TED: No, the next question is, because we are running out of time…have you had discussions about this with the governor?

ANDY: I have not.

TED: What about Chief Kirk Adams?

ANDY: No, I have not.

TED: Because that is where the power grab is. People see this and they say you have important functions that aren't a problem at the Corporation Commission, and you want to shift them over to state agencies overseen by the governor.

ANDY: Well, they may tell me they're not interested. They may tell me this is a bad deal, they may tell me it's not efficient. We work with the Secretary of State already--we have to file our trade names there. Well when we do corporations and LLCs, we have to intermingle. There are places we overlap and those should not be underestimated.

TED: Do you think you have three votes on the commission for this?

ANDY: I don't think I ever have three votes on this commission. But I will share that a lot of the staff that's over there are exceptional people and this is the chance to have a scope of work and review for a place that doesn't have a policy manual. Practices and protocols… let's look at the rules and audit ourselves.

TED: Well, that's understandable as well. Here is my last question. If you did have the three votes, can the Corporation Commission unilaterally do this? The Corporation Commission is a big player in the U.S. Constitution.

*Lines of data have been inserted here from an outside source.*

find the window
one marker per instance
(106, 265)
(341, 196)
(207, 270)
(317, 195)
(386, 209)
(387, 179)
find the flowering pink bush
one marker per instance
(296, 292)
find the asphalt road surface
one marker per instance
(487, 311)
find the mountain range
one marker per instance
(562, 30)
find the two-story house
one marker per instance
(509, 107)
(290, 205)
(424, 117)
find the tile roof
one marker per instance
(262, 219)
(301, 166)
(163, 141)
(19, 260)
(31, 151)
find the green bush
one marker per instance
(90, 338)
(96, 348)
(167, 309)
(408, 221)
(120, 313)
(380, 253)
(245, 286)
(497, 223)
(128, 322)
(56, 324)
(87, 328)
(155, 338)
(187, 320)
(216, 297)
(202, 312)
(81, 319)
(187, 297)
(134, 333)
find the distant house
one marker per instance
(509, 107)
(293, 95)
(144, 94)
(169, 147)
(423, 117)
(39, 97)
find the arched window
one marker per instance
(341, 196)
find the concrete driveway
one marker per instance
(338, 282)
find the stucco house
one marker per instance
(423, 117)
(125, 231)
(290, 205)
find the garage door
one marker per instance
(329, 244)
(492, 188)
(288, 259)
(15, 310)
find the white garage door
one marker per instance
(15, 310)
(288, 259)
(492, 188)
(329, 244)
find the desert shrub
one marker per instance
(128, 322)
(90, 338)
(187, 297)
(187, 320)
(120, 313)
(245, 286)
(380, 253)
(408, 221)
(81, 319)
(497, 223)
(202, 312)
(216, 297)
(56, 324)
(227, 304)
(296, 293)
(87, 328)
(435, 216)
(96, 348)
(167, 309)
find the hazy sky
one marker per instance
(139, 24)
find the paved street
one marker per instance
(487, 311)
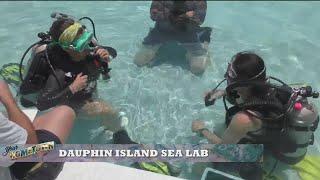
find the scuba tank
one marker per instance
(46, 40)
(290, 128)
(302, 121)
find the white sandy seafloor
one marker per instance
(161, 102)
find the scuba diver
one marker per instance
(178, 21)
(273, 114)
(65, 66)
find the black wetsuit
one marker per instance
(52, 87)
(169, 28)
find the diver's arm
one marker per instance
(200, 10)
(238, 128)
(15, 114)
(57, 92)
(52, 94)
(211, 137)
(158, 11)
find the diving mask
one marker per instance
(82, 42)
(68, 38)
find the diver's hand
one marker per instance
(190, 14)
(197, 125)
(79, 83)
(104, 54)
(5, 95)
(213, 95)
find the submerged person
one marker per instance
(277, 116)
(65, 71)
(17, 128)
(178, 21)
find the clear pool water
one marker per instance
(161, 102)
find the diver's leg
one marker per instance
(110, 117)
(197, 57)
(58, 121)
(146, 54)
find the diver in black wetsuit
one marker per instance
(65, 70)
(61, 74)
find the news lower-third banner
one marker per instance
(51, 152)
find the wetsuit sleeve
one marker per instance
(52, 94)
(158, 11)
(36, 76)
(200, 10)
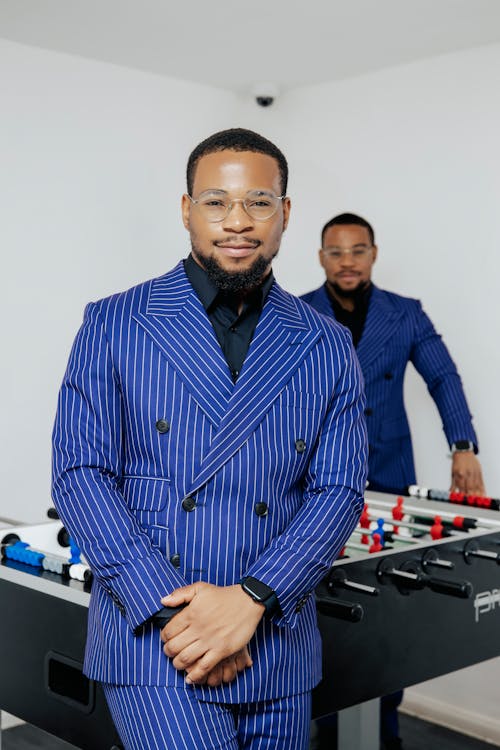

ANDY: Absolutely not. We have to go to the voters for these kinds of things, and I think that that is where most of us who believe in real transparency want to go anyway. Let's hear what the voters have to say. Let's have our meetings and take it to the voters if the legislature thinks it is appropriate as well. I am all for putting these things on the table and seeing where they land.

TED: Good to see you.

ANDY: Hey thanks, I appreciate the time.